ЧИСЛО 13 = несчастливое число. 12 - заверше­ние цикла (часы, месяцы); если нет пе­рехода к Единице, то новый цикл не на­чинается, наступает конец. Пробило три­надцать! У некоторых народов это число, наобо­рот, считается счастливым: Иисус + 12 апостолов = 13. На 13-й день после Его рождения волхвы увидели в небе свою путеводную звезду. До введения солнечного года - священ­ное число. В лунном году 13 месяцев.

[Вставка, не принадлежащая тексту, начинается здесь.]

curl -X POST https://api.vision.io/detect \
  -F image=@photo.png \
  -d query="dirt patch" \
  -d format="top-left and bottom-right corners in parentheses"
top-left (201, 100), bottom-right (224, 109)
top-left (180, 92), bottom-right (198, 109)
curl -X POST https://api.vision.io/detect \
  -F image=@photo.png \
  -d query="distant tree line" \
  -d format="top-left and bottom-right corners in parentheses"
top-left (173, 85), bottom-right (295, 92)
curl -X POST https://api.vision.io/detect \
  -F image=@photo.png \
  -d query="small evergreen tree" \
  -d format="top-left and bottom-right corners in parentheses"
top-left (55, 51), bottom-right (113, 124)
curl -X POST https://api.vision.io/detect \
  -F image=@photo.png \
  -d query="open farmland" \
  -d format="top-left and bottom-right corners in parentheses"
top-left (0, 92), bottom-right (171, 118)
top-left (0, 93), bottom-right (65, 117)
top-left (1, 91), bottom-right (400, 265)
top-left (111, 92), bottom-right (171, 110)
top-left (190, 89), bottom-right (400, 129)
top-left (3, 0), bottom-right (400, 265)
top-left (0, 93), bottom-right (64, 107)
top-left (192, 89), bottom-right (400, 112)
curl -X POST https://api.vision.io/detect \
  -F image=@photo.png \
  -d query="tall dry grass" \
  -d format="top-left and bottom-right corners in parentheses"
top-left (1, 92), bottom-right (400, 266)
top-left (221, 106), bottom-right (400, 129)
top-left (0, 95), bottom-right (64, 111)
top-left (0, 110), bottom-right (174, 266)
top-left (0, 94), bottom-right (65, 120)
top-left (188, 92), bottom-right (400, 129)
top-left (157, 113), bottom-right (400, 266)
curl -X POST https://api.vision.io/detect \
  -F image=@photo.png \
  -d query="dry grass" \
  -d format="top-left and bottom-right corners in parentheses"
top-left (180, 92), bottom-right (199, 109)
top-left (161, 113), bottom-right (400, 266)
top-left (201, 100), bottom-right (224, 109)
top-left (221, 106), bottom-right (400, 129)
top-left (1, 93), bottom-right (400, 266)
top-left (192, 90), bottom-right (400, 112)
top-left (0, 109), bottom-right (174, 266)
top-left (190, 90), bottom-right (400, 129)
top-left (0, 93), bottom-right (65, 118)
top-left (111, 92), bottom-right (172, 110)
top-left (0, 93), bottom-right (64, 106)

  Лишь когда лунную богиню стали счи­тать «злой», тогда и число 13 преврати­лось в «чертову дюжину», а пятница/ 13-е число - в день неудач, потому что этот день посвящался матери богов Фрейе. 13-го или 15-го августа в Греции справляли праздник богини смерти, Ге­каты. Позже этот праздник стал днем Вознесения Богородицы. Числовое значение буквы Мем = 40: биб­лейский период. Сорок лет скитания по пустыне, сорок лет - длительность одно­го поколения, сорок дней пребывания Моисея на горе Синай, Иисус явился ученикам через 40 дней, 40 дней блужда­ния Илии по Хориву, 40-дневный пост перед Пасхой. Блаженный Августин пи­шет, что душа вселяется в эмбрион лишь на сороковые сутки беременности.
К.-Г. ЮНГ «Признать тот факт, что тебя со време­нем не станет, есть своего рода победа над временем. Не хотеть жить - это то же, что не хотеть умирать. Становление и уход - это одна и та же линия. Тот, кто сходит с этой линии, повисает в воздухе, глохнет. Достигнув среднего возраста, жить продолжает лишь тот, кто готов умереть вместе с жизнью».
ЦИТАТЫ «Для меня смерть - центральный факт моей жизни. Пройдет какое-то время, и все превратится в Ничто. Когда у меня хватает мужества взглянуть этому факту в лицо, все мои ценности сразу стано­вятся ясны мне... Я не трачу сил на ил­люзии. Имидж не играет для меня ника­кой роли. Я не задаюсь вопросом, пра­вильно или не правильно веду себя; я

  просто делаю то, что делаю, и остаюсь самим собой. Вот и все!» Шелдон Копп «Научи нас так счислять дни наши, что­бы нам приобресть сердце мудрое». Псалом 89:12 «Пальма сбрасывает листья и плоды, когда они созревают. Папаладжи (белый) живет так же, как пальма, пытающаяся удержать свои листья и плоды: «Это мое! Я не дам вам их взять, не дам есть». Как же пальме тогда народить новые плоды? У пальмы больше мудрости, чем у па­паладжи». Папаладжи «Если пшеничное зерно, падши в землю, не умрет, то останется одно; а если ум­рет, то принесет много плода». Ин. 12:24. «Смерть есть величайшее творческое на­чало, ибо в ней заключена вся тайна жизни. Смерть означает, что прошлое придется отбросить, что неведомого не избежать, что наше «Я» не вечно, и что окончательных решений не существует. Только поняв это, человек действитель­но начинает жить. Пытаясь удержать в себе дыхание, он лишится его; дав ему течь свободно, он найдет его». Алан Уотс.
ОБРАЗЫ «Черный человек», Сатурн - бог време­ни, старуха с косой, кума-смертушка.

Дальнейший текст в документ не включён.